There are certain things we expect of long-running British sitcom stars. Embarking upon a career as a stand-up comic, as Ricky Gervais did, would be one; another is trying to recapture the magic in a new sitcom, which … Gervais also did. Richard Ayoade of The IT Crowd went another way: making a film adaptation of a Dostoyevsky novella, which you can watch at home today if you don’t feel like finding a theater that’s playing it this opening weekend (though that is also an option).
Jesse Eisenberg stars as both Simon James and … James Simon, a coworker who looks exactly like him, yet is his total opposite in character. Though Simon has been too shy to pursue Hannah (Mia Wasikowska), James gives him game tips to try to win her over — but then Simon discovers that James has started seeing her himself. Will Simon’s double usurp his life?

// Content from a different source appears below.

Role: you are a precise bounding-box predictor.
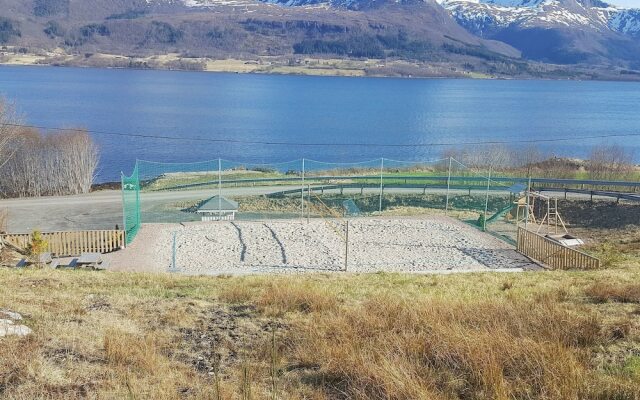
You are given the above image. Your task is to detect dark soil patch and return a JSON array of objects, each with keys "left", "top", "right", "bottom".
[{"left": 178, "top": 305, "right": 288, "bottom": 377}]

FUN FACT: The Double is one of TWO new releases this week that share their titles with previous Richard Gere vehicles; the second is directly below.
New and Notable
Some have grown weary of the “found footage” horror genre, in which case, this film is not for you. But if the latest Paranormal Activity only whetted your appetite for more, Mr. Jones is just the ticket.
A young couple trying to make a nature documentary out in the woods stumble upon a creepy old cabin full of strange objects. (Just like The Cabin in the Woods, but: different movie.) The cabin turns out to belong to outsider artist Mr. Jones, who seems to be the sort of subject the documentarians might want to cover. But perhaps that’s a bad idea.
Early/“In Theaters” Releases
Did someone say “found footage horror film”? Your cup runneth over this weekend! WITH BLOOD!
Horror auteur Ti West (The House of the Devil) wrote and directed this entry into the genre (available on demand before it’s in theaters); it tells the tale of Patrick, a photographer visiting his recovering drug addict sister Caroline with a couple of friends at the commune where Caroline now lives. Caroline seems so happy and well that Patrick and his friends start interviewing her fellow residents, and while they’re all very positive, there may be more to the community than is apparent at first glance.
The story of the West Memphis Three has already inspired several documentaries — Joe Berlinger and Bruce Sinofsky’s Paradise Lost series, and Amy J. Berg’s West of Memphis, produced by Peter Jackson and former defendant Damien Echols. Now Atom Egoyan’s brought us a scripted version of the saga as well.
On demand the same day as its theatrical release, Devil’s Knot is based on Mara Leveritt’s book of the same name. Other than Colin Firth (as a private investigator) and Reese Witherspoon (as the mother of one of the victims), it’s a veritable who’s who of character actors, including Elias Koteas, Bruce Greenwood, Matt Letscher, Michael Gladis, Amy Ryan, and many, many more.
If you enjoyed Seasons 1 and 3 of American Horror Story but wished it featured more fancy British thespians, I’m about to make your whole weekend.
On demand before it’s in theaters, Anna (original title: Mindscape) stars Mark Strong (of just about everything) as John Washington, a detective with the unique investigative talent to enter people’s memories. Soon enough, he crosses paths with the titular character (Taissa Farmiga, most recently of American Horror Story), an apparent trauma victim — but is she? Or is she a sociopath?
In a post–Avengers and Marvel’s Agents of S.H.I.E.L.D world, one might forget that Clark Gregg, a.k.a. Agent Coulson, had a nice career as a writer-director before Marvel came around. But with Trust Me, Gregg comes out from the Hulk’s rather large shadow again.
Available to rent at home before its theatrical release, Trust Me stars Gregg as a talent agent for kids who’s trying his best to stay ahead of a tough rival, Aldo. The film also stars Amanda Peet, Felicity Huffman, William H. Macy, and, as Aldo, the great Sam Rockwell, another recent Marvel inductee.
All Cheerleaders Die
Lots of novice filmmakers write and/or direct movies that they might not be so proud of as the years go by. Few of them wait a dozen years and remake their old material — but Lucky McKee and Chris Sivertson did!
The original All Cheerleaders Die was released in 2001, when Sivertson and McKee were barely out of college. But a good story is a good story, and that’s why they returned to it more than a decade later. If you missed it the first time: High schoolers on a camping trip argue over whether football or cheerleading is the harder sport. When all the cheerleaders apparently die — spoiler, I guess? Although … the title? — the dudes flee the scene. But years later, it turns out the situation was not quite what it seemed. Available on VOD prior to its theatrical release.